As a state, Kansas has latched onto a surefire way to maintain plausible deniability for just about any issue citizens want addressed: Pretend the problem doesn’t exist.

Racial profiling by law enforcement is yet another example.

Kansas, unlike Missouri and several other states, doesn’t collect demographic data from traffic stops. There is no searchable statewide database with this information broken out by jurisdiction. There is no way to know if people of a particular race or ethnicity are being pulled over, searched or arrested in greater numbers.

And there is no annual report analyzing such data, though that's been available in Missouri for nearly two decades. What Missouri makes available is still limited but light years ahead of Kansas. 

Kansas does require annual reporting of bias-related complaints that come to individual law enforcement agencies or to the attorney general’s office.

But the reported information is posted on a virtually useless website under banner of the attorney general. It’s basically a jumble of 2,400 PDFs of reports spread over six years that doesn’t readily answer the most basic inquiries. Want to know details about race-based complaints to a particular jurisdiction in 2017? You’re out of luck.

A Kansas City Star investigation involved creating a web-scraping program just to uncover this affront to good governance and transparency. The average person doesn’t have time for such involved endeavors, nor should Kansans be expected to undertake such elaborate efforts in search of basic information.

As Micah Kubic, executive director of the ACLU of Kansas, rightly noted, “In terms of actually creating transparency and accountability, you would be hard-pressed to create a more useless system.”

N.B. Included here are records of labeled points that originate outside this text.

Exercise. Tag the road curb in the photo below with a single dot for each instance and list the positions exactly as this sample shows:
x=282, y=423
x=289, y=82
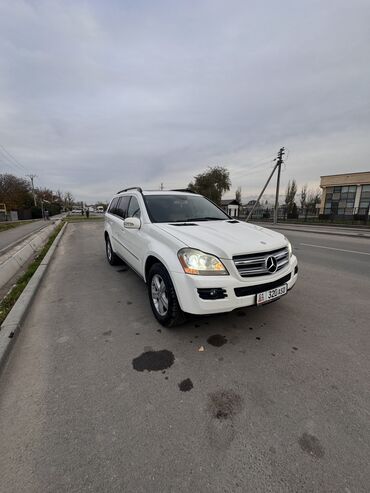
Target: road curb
x=12, y=325
x=299, y=230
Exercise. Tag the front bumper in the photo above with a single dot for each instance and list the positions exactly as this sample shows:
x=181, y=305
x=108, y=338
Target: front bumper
x=187, y=287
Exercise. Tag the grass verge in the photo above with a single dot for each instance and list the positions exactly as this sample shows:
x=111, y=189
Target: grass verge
x=4, y=226
x=7, y=303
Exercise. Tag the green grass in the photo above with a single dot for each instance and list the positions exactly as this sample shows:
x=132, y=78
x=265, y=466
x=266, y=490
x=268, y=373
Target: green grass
x=7, y=303
x=4, y=226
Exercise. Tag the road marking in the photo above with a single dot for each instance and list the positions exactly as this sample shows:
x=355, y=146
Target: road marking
x=336, y=249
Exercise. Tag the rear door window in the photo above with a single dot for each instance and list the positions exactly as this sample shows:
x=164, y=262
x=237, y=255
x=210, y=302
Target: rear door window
x=113, y=205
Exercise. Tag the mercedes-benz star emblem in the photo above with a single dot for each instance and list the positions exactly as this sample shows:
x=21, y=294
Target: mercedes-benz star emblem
x=271, y=264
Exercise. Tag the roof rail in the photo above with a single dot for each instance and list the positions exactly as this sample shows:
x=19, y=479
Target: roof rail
x=131, y=188
x=183, y=190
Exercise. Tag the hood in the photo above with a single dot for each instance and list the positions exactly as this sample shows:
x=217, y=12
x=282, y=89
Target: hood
x=225, y=239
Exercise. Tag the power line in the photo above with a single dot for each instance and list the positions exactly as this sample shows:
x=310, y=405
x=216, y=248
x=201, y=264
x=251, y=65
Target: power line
x=12, y=159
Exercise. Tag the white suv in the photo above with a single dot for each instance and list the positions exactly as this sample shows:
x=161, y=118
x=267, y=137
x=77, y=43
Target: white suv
x=193, y=257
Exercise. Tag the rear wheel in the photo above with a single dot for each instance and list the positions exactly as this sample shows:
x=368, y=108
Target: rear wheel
x=162, y=297
x=112, y=258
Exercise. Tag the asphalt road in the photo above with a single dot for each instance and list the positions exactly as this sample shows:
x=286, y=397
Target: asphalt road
x=283, y=405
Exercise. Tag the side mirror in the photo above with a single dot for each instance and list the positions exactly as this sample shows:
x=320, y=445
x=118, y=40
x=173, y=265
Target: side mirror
x=132, y=223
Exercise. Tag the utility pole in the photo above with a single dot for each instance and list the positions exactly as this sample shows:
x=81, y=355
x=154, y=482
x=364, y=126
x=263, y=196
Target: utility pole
x=31, y=177
x=279, y=162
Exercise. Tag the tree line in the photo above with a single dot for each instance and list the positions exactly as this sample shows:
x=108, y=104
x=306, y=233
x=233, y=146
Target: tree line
x=215, y=181
x=17, y=195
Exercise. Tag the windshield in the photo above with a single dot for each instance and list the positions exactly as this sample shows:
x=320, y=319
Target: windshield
x=182, y=208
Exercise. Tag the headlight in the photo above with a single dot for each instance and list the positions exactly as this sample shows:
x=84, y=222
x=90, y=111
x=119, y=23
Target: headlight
x=199, y=263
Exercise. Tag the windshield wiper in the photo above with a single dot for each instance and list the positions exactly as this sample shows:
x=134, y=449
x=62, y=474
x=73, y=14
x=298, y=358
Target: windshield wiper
x=205, y=218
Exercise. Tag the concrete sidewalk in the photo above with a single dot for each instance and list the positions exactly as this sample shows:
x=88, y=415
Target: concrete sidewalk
x=320, y=229
x=281, y=406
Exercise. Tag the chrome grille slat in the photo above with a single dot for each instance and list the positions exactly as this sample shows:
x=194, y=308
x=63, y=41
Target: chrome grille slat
x=254, y=264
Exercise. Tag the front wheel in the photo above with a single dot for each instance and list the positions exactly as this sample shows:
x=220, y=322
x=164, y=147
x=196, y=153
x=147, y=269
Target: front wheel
x=162, y=297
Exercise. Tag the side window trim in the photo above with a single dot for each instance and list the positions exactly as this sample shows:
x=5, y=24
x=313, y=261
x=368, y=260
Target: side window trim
x=137, y=202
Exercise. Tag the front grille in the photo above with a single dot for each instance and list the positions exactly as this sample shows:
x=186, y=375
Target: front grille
x=254, y=264
x=259, y=288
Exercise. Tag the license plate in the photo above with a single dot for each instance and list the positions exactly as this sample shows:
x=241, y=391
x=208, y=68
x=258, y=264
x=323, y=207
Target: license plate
x=271, y=294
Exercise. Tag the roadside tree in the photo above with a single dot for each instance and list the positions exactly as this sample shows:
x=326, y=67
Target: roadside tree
x=213, y=183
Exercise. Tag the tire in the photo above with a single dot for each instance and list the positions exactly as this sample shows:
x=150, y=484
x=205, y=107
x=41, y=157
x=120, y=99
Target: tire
x=162, y=297
x=112, y=258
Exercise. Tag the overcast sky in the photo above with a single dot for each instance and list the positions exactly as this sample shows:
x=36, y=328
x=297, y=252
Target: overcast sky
x=99, y=95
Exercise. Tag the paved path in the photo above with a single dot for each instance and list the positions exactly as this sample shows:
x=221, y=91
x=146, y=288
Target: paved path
x=283, y=406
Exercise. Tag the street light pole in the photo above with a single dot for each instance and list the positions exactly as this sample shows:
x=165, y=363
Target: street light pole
x=278, y=164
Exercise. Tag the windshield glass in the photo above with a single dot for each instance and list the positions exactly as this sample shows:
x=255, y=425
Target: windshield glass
x=182, y=208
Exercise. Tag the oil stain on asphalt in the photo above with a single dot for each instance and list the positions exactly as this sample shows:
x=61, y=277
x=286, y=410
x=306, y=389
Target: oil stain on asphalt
x=311, y=445
x=186, y=385
x=154, y=360
x=224, y=404
x=217, y=340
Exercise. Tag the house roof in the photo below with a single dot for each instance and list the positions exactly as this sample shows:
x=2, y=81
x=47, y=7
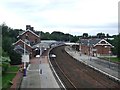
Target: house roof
x=91, y=42
x=30, y=32
x=94, y=42
x=22, y=42
x=20, y=50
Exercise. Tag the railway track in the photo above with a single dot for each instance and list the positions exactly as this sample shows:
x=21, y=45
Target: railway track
x=77, y=75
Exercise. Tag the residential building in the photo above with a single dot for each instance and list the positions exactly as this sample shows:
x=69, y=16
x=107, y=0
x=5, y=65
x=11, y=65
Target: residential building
x=95, y=47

Kansas lawmakers should mandate reporting of both racial profiling complaints and traffic stop data and then create a usable database. There should be penalties for failing to report. And the attorney general’s office must hold law enforcement accountable if questionable disparities are found.

Even with the best of systems in place, it’s virtually impossible to peer into an officer’s mindset to gauge intent during an interaction with a citizen. And experts in policing have long counseled that it is possible for officers to confirm their own bias by choosing to stop some people and allowing others to drive on down the road. Honest conversations within law enforcement and the communities they serve are crucial, followed up by training and bolstered by state oversight.

But for starters, Kansas must collect the data, analyze the data and fairly investigate racial profiling complaints. Finally, make the information accessible to the public.